Violence Post-Mursi No Bar to Yields at 2-Year Low: Arab Credit
The average yield on three-month treasury bills plunged 91 basis points to 11.61 percent at the latest auction. The yields have tumbled 276 basis points to the lowest since June 2011 since the military deposed Mohamed Mursi last month. The local-currency debt yields 30 percent more than in similarly rated Pakistan and more than double that of Lebanon.
Egypt’s central bank cut the benchmark rates last week for the first time since 2009 to boost growth. The move comes as the government seeks to disperse thousands of pro-Mursi protesters in Cairo, following deadly clashes with security forces last month. The country is seeking to use the $12 billion of Persian Gulf aid secured in July to restart an economy growing at about a third of the 6.2 percent it averaged in the five years leading to the first revolt in 2011.
“We’re seeing a lot of things fall into place in favor of economic recovery in terms of aid, lower borrowing costs and renewed confidence in the government, which all point to lower yields ahead,” Nour Mohei-el-Din, assistant general manager for treasury at BNP Paribas Egypt, said by phone Aug. 4. “Politically, there’s a lot of optimism that sooner or later protesters will pack up and go home because the decisions that have been made are irreversible.”
At least $5 billion of the aid pledged by Saudi Arabia, United Arab Emirates and Kuwait have been transferred, according to state-run media. That has helped boost foreign reserves to $18.9 billion in July from $14.9 billion in June and stabilize the pound, which has gained 0.5 percent since July 3. It had lost almost 12 percent since the central bank started rationing foreign currency in December.
The aid has put the country’s “external position in a much better situation,” Jason Tuvey, assistant economist at London-based Capital Economics, said by phone yesterday. “The economy remains fragile with industrial production still contracting in annual terms, so it would be too early to say things are improving in Egypt.”
Local debt costs surged following Hosni Mubarak’s ouster in 2011, taking the three-month average yield from 9.5 percent to as high as 14.75 percent in June 2012. Banks have been the main buyers of the debt as foreign investors, deterred by more than two years of unrest and a weakening currency, dumped nearly all of the 59.4 billion pounds they held in T-bills at the end of 2010.
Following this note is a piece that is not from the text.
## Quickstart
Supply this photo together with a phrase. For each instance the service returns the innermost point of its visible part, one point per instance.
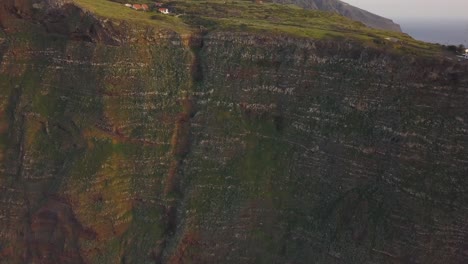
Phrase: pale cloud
(417, 9)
The higher yields led interest payments to more than double since June 2011 to 182 billion pounds ($26 billion) this year, according to Finance Ministry data. About a quarter of the country’s budget is consumed by debt-service and another 55 percent by food and fuel subsidies and public worker wages. Post-Mubarak governments have sought to change the structure with little success.
“The drop in yields is a welcome sign and frees up some room to spend elsewhere such as public investment to boost the economy,” Tuvey said. “But if there’s no sign the government is making progress on reining in spending over the next month or so, we could see yields rise again.”
The government is seeking to raise a record 200 billion pounds this quarter at domestic debt auctions, its primary source of funding the Middle East’s highest budget deficit. That gap probably widened to 12 percent of economic output in the year that ended in June, according to the average of 11 economist estimates compiled by Bloomberg.
The yield on Egypt’s benchmark $1 billion of 5.75 percent eurobonds due in April 2020 has risen 32 basis points from a post-Mursi low of 8.33 percent on July 12 as Mursi’s backers vowed to remain on the streets until he’s reinstated. The yield is down 212 basis points, or 2.12 percentage points, since his ouster July 3.
“We expect borrowing costs to fall even more in the short term because there’s more optimism now about the government’s ability to make the necessary changes, even in unconventional ways,” Mohamed Kotb, regional asset management director at Cairo-based Naeem Financial Investments, said by phone yesterday. “For that to continue in the medium term, we would need to see consistency and progress on their part.”